Now, in the context of these three criteria the court has often stated that the crucial question is whether the proscribed activity infects the integrity of the fact-finding process.

I would submit that the very heart of the court martial system is in question in O’Callahan and that was its power to act.

I think that the integrity of the process by which O’Callahan and petitioner were convicted is no less impugned by his conviction for a crime that the court had no power to try and convict him for then for his conviction for a crime he did not commit at all.

In both cases, the defect in his conviction goes to the very center of the legal -- of its legal justification.

Now I think the court’s emphasis on the integrity of the fact-finding process is merely and often articulated aspect of its general concern that any conviction be the product of a fundamentally fair proceeding.

I do not think that the court necessarily only means, it's very important that they are protecting against the risk of the conviction of the innocent.

Now I would cite the Court to its case in the Witherspoon v. Illinois where the Court refused to find that the jury selection standards in that case which excluded the jurors who were opposed to capital punishment from the jury.

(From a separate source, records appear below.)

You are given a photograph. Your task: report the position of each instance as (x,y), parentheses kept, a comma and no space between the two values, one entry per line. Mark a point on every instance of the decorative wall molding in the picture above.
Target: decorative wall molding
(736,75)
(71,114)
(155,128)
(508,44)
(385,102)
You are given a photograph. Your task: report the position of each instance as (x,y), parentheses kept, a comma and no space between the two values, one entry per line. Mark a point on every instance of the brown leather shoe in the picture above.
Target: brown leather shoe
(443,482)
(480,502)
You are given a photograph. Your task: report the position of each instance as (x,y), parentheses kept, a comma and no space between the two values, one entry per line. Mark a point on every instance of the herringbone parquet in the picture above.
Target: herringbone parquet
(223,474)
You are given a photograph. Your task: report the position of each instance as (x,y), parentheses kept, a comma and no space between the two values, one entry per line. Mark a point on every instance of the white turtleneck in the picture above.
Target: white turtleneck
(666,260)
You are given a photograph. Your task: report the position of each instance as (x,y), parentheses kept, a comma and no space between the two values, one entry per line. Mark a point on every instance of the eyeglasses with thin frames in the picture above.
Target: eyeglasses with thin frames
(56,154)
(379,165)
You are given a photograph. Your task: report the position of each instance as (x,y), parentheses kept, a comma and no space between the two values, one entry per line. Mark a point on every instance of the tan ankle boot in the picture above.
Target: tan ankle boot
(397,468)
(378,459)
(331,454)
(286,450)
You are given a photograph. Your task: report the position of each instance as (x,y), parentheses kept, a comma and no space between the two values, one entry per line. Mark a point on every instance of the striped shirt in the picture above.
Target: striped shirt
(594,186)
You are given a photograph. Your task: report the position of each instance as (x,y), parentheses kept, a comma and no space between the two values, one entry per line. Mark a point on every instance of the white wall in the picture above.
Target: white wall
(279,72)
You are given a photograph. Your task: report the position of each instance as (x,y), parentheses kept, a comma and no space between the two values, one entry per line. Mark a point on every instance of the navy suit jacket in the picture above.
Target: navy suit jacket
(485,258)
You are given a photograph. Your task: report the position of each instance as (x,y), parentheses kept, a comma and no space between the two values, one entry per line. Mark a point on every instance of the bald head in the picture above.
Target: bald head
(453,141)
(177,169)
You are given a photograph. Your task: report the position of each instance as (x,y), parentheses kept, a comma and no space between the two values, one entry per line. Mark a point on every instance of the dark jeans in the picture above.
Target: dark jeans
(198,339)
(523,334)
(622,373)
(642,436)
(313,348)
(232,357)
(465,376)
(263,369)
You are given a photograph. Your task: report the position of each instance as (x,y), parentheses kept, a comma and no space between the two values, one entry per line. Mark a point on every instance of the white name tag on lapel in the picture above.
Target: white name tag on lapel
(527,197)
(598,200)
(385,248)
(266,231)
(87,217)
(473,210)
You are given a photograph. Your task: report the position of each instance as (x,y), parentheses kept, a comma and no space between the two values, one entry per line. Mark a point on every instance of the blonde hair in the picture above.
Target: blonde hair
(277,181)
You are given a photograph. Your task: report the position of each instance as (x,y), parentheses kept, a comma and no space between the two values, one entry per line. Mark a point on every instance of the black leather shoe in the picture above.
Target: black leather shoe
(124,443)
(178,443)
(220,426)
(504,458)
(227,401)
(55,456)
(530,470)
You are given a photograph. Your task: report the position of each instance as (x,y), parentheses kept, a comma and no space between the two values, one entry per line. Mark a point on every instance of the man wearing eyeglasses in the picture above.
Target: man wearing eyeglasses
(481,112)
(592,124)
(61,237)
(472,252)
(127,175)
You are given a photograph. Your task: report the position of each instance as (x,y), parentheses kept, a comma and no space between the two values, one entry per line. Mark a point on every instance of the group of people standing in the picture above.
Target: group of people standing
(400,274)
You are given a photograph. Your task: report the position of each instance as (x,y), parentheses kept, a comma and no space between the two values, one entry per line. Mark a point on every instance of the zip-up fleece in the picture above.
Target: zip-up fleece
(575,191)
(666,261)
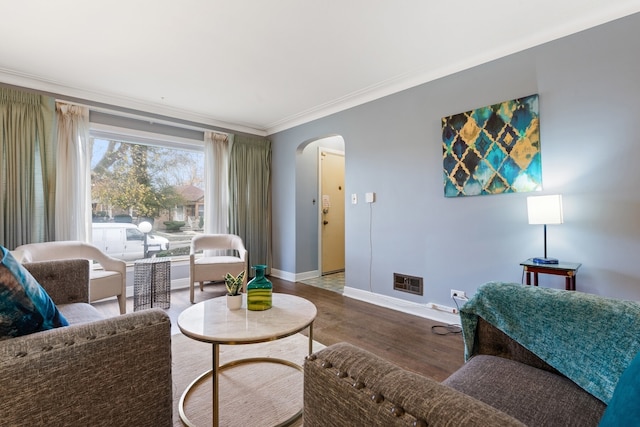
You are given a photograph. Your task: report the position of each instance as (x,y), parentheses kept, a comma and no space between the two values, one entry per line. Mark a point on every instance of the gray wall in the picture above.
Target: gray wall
(589,87)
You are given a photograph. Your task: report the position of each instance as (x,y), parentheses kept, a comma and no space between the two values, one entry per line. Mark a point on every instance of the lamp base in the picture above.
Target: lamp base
(545,260)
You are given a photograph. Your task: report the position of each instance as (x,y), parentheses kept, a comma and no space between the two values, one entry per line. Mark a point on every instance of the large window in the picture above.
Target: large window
(134,182)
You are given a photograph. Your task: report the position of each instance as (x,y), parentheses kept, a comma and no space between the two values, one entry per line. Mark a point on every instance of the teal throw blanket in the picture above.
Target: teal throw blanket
(588,338)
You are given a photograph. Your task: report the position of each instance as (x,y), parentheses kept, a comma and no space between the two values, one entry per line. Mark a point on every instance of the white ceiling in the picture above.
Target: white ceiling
(266,65)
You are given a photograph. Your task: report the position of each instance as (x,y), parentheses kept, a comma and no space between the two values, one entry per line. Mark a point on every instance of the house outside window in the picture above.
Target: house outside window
(155,182)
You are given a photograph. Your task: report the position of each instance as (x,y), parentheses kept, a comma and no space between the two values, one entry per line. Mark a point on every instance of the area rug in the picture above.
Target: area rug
(256,394)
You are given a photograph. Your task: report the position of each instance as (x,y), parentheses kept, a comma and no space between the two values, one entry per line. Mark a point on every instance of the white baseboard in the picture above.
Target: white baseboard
(398,304)
(422,310)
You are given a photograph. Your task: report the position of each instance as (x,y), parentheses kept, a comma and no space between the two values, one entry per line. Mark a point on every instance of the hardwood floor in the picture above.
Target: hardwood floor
(404,339)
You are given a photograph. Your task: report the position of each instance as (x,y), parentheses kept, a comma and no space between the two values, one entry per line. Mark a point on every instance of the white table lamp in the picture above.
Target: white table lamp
(545,210)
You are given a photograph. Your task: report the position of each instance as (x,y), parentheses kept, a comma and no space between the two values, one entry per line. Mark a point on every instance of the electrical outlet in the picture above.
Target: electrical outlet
(460,295)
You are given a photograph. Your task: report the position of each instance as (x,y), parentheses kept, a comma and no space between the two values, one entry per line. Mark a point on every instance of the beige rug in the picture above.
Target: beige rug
(256,394)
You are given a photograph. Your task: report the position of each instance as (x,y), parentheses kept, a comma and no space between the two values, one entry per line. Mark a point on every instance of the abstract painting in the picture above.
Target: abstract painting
(493,149)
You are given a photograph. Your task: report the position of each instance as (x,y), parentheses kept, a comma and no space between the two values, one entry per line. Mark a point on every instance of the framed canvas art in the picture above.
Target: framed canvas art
(493,149)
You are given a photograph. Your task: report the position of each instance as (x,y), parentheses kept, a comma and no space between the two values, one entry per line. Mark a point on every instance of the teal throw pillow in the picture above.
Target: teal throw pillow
(624,406)
(25,307)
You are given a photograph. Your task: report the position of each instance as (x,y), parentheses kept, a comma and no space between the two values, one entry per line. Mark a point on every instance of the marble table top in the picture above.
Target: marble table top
(211,320)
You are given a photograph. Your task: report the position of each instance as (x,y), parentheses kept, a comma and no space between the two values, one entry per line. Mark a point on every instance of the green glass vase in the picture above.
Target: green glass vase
(259,290)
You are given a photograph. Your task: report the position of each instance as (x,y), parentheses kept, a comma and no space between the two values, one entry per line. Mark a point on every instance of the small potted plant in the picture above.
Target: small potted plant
(234,288)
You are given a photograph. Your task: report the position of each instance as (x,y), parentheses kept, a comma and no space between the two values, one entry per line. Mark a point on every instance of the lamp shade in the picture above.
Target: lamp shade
(545,209)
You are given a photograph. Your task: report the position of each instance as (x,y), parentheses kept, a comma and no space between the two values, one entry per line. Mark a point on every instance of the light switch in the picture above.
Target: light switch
(370,197)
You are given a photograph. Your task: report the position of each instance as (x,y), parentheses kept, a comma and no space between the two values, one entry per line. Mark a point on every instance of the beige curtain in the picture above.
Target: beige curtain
(250,196)
(216,189)
(27,172)
(73,176)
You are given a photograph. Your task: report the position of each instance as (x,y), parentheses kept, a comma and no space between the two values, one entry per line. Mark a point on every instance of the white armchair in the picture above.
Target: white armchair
(214,267)
(107,282)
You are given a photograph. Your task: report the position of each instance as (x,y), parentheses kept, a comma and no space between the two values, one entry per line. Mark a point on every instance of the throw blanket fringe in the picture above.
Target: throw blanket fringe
(588,338)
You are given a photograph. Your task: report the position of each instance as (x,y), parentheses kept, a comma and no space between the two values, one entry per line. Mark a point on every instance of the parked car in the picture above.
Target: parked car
(125,241)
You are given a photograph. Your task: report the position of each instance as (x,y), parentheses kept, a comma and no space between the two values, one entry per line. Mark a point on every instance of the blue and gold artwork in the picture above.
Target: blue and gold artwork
(493,149)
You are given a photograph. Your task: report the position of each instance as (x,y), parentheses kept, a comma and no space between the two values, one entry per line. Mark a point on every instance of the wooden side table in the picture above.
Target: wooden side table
(567,269)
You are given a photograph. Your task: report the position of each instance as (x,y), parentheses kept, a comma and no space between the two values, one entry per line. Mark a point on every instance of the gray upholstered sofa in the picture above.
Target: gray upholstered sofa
(97,372)
(501,384)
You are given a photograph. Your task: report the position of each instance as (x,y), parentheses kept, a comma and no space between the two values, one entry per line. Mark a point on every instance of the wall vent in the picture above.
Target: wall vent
(405,283)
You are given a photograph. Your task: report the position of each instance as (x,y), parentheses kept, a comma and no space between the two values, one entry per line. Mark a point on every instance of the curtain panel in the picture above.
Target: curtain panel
(250,196)
(27,173)
(73,176)
(216,178)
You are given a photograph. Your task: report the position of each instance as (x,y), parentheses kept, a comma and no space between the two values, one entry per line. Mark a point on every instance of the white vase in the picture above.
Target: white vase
(234,302)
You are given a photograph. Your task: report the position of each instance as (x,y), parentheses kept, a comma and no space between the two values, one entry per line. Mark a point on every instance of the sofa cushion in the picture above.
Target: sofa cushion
(624,406)
(531,395)
(25,307)
(80,313)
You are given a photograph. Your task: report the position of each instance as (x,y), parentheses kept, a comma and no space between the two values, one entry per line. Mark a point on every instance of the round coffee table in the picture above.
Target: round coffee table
(211,321)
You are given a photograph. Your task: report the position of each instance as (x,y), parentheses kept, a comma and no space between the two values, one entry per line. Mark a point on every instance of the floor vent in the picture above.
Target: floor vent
(404,283)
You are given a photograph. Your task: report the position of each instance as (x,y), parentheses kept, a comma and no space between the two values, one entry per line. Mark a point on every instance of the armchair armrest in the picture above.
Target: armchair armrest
(492,341)
(66,281)
(345,385)
(115,371)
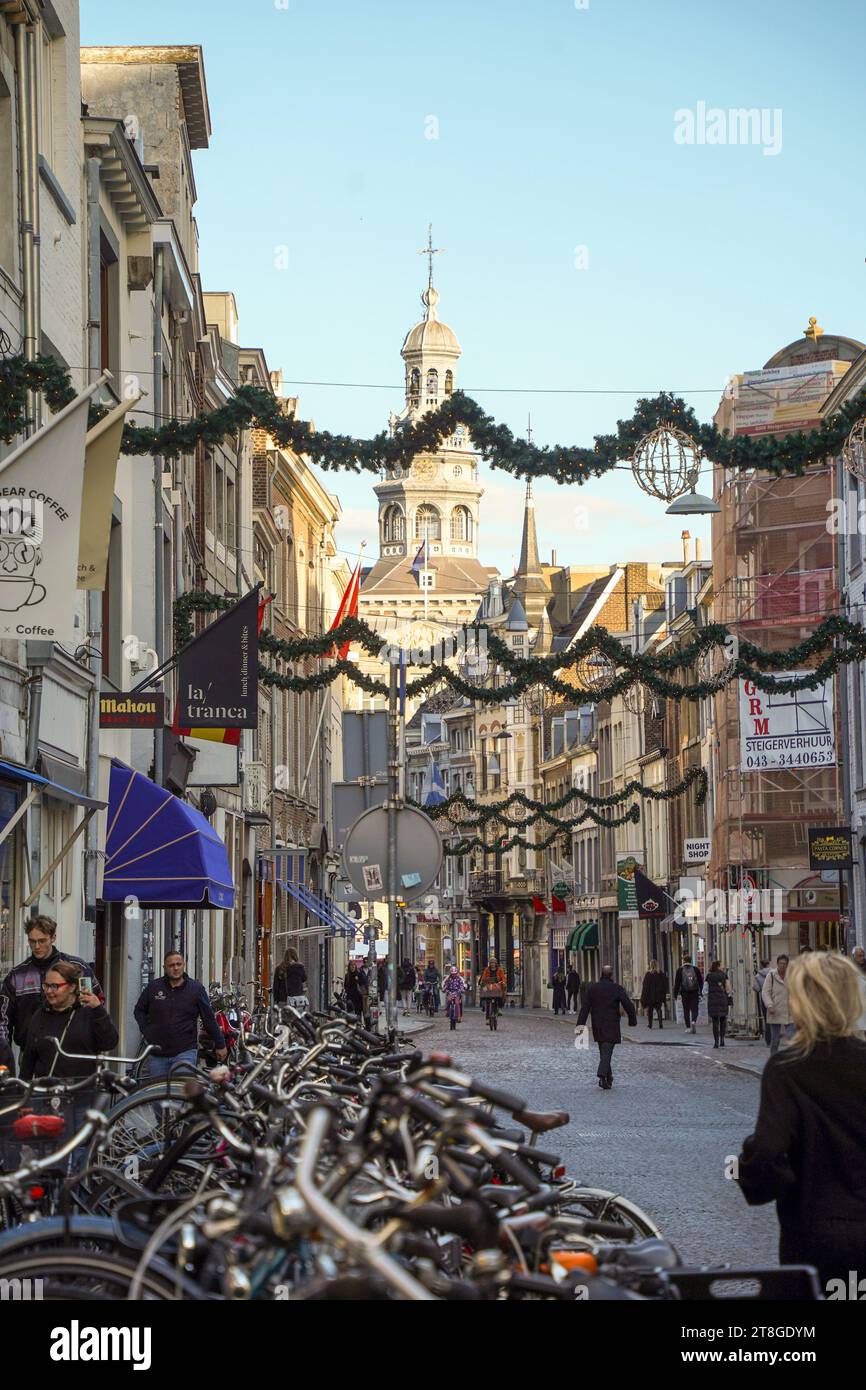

The Court refused to find that that’s substantially increased the risk of conviction and yet the court -- conviction of the innocent and yet the court went on to find that the integrity of the fact-finding process by which that accused was convicted was necessarily undermined by that process.

And the court went on to give Witherspoon v. Illinois full retroactive application despite any considerations of reliance by law enforcement authorities or the impact on the administration of justice.

Well, if you prevail on the merits, your retroactivity point is stronger than that, isn’t it? It was tried by tribunal where there’s no business trying it.

Judson W. Detrick:

Yes, Your Honor and I think that is absolutely correct.

Now the respondent --

That is if you prevail?

Judson W. Detrick:

That is correct.

Respondent submits that the case should be given partial retroactive application only and that it should not apply to convictions that became final within the military appellate system prior to this Court’s decision in O’Callahan which was June 2 of 1969.

In part, their position is based upon this Court’s decision in DeStefano v. Woods.

In DeStefano, the Court found that the cases of Duncan v. Louisiana and Bloom v. Illinois, which imposed the jury trial requirements on the States should not be given retroactive application -- general retroactive application.

Now respondent maintains that the same reasoning applies in this case as applied in that case I submit that is not so.

First of all, the Constitutional provision involved in this case, respondent would be saying the Sixth Amendment should not be determinative of the question.

In each case the peculiarities of the decision and substantive decision should be looked at closely.

Now I feel further more that O’Callahan does involve more than DeStefano involve and that O’Callahan involves a determination that the Court has no subject matter jurisdiction.

So it was not the case in DeStefano v. Woods.

Such a determination necessarily as I’ve already pointed out goes to the very heart of the court martial process itself and does infect the integrity of fact-finding process.